Erase una vez un hombre que tenía tres hijos. Toda su
fortuna consistía en la casa que habitaban, y los tres hijos deseaban
convertirse en dueños de la misma a la muerte del padre. Mas éste amaba a los
tres por igual, y no sabía qué hacer para no beneficiar a uno por encima de
los otros dos. Tampoco quería vender la casa, pues había pertenecido a sus
abuelos; de lo contrario la habría vendido y dividido el dinero entre los tres.
Finalmente, se le ocurrió una solución y les dijo a sus hijos: «Salid al mundo
y probad fortuna. Que cada uno aprenda su oficio; y el que, cuando regreséis,
lleve a cabo la mejor muestra de sus habilidades, ése se quedará con la casa.»

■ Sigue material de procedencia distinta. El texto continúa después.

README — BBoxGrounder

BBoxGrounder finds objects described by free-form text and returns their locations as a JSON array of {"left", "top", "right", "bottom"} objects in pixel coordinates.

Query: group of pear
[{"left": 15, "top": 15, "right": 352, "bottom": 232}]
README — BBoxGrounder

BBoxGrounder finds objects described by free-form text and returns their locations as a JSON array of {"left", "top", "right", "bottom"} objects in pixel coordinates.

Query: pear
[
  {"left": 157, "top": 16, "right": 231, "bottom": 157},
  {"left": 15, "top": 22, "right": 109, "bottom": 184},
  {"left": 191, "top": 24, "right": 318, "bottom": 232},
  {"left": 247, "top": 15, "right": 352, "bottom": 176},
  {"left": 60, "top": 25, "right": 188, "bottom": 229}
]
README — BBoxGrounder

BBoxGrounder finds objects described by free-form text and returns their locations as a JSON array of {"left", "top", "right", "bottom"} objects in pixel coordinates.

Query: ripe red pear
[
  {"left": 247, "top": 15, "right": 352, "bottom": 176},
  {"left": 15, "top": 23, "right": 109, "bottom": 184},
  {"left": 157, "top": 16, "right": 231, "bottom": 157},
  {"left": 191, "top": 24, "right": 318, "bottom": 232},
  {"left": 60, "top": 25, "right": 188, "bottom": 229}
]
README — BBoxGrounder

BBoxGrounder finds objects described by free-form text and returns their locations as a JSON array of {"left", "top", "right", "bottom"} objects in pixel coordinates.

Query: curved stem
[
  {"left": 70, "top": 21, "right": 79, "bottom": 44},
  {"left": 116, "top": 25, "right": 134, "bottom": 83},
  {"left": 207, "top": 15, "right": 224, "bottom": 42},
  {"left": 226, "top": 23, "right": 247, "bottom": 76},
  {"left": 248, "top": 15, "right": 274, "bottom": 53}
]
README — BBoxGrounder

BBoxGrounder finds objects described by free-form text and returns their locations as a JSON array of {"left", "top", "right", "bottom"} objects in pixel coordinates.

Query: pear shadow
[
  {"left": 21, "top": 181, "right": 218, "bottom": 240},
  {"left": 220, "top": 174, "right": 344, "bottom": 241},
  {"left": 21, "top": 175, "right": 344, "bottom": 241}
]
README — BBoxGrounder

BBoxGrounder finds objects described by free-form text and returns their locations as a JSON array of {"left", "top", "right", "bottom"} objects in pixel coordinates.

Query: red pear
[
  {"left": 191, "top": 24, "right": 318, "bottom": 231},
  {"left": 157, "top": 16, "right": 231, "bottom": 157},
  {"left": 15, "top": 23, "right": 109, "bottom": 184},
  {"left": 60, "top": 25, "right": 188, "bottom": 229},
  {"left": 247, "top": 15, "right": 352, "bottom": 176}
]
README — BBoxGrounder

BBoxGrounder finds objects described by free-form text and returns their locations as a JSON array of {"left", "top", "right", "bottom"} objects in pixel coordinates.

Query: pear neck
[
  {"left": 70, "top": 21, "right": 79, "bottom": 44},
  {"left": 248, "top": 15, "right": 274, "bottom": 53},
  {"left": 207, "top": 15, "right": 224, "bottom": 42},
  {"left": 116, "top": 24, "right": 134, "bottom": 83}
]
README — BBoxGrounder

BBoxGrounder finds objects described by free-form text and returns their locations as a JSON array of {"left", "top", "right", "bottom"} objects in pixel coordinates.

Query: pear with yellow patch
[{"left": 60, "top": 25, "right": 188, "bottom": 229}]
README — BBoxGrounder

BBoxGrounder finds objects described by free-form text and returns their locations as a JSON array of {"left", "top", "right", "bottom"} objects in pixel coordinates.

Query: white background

Esto complació a los tres hijos. El mayor se propuso
ser herrero, barbero el segundo y el tercero espadachín. Se pusieron de acuerdo
en un plazo de tiempo, transcurrido el cual volverían a reunirse en casa, y
emprendieron cada uno su camino. Ocurrió que los tres encontraron buenos
maestros, y que todos aprendieron algo como está mandado. El herrero, a quien
se le encargó herrar los caballos del rey, pensaba: «No puedo fallar, tuya será
la casa.» El barbero solía afeitar a señores altamente distinguidos, y
abrigaba también la esperanza de que la casa fuera a parar a él. El espadachín
recibió algún que otro golpe, mas apretaba los labios y no se dejaba amilanar,
pues pensaba: «Si dejas que los golpes te amedrenten, la casa nunca será tuya.»
Una vez que el plazo acordado hubo transcurrido, los tres volvieron a juntarse
en casa con su padre. Mas no se les ocurría cuál podría ser la mejor ocasión de
mostrar cada uno sus habilidades; así que se sentaron a reflexionar. Cuando
estaban situados de esta guisa, un conejo acertó a pasar corriendo por ese
campo. «Vaya», dijo el barbero, «esto me viene como anillo al dedo.» Y tomando
la bacía y el jabón, comenzó a remover la espuma, aguardando a que el conejo
pasara cerca de él. Después lo enjabonó en plena carrera y lo afeitó en las
mismas condiciones, dejándole una bien recortada perilla, sin hacerle ningún
corte ni causarle el más mínimo daño. «Esto sí que me gusta», dijo el padre,
«si los otros no hacen un esfuerzo considerable, la casa será tuya.» No
transcurrió mucho rato antes de que se acercara un caballero montado en un
coche que venía a toda velocidad. «Ahora, padre, veréis lo que sé hacer», dijo
el herrero, y corrió tras el coche, que seguía su marcha velozmente. En un
abrir y cerrar de ojos le había quitado al caballo las cuatro herraduras y se
las había sustituido por otras nuevas. «Eres todo un tipo», le dijo el padre,
«conoces lo tuyo tan bien como tu hermano; en verdad no sé a quién darle la
casa.» Entonces el tercero dijo: «Padre, dejadme también a mí haceros una
demostración», y, como empezaba a llover, sacó su espada y la movió velozmente,
dando golpes cruzados sobre su cabeza, de tal modo que no le tocó ni una gota.
Y como la lluvia aumentó en intensidad y comenzó a llover a cántaros, manejó la
espada con rapidez cada vez mayor, permaneciendo tan seco como si hubiera estado
encerrado a cal y canto. Cuando el padre contempló esto, lleno de admiración,
dijo: «Tú has realizado la mejor exhibición, la casa es tuya.»
Los otros dos hermanos se mostraron satisfechos con
tal decisión, tal y como habían prometido de antemano, y como se profesaban un
gran afecto entre sí, continuaron viviendo juntos en la casa y trabajando en
sus oficios respectivos. Y como eran unos expertos tan consumados y demostraban
tal habilidad en lo suyo, llegaron a ganar mucho dinero. Así vivieron en
comunidad hasta su vejez, y cuando uno de ellos enfermó y murió, los otros dos
fueron presa de una amargura tal, que no tardaron tampoco mucho en caer
enfermos y morir. Entonces, como los tres habían mostrado tanta habilidad y se
habían querido tanto, fueron enterrados juntos en la misma tumba.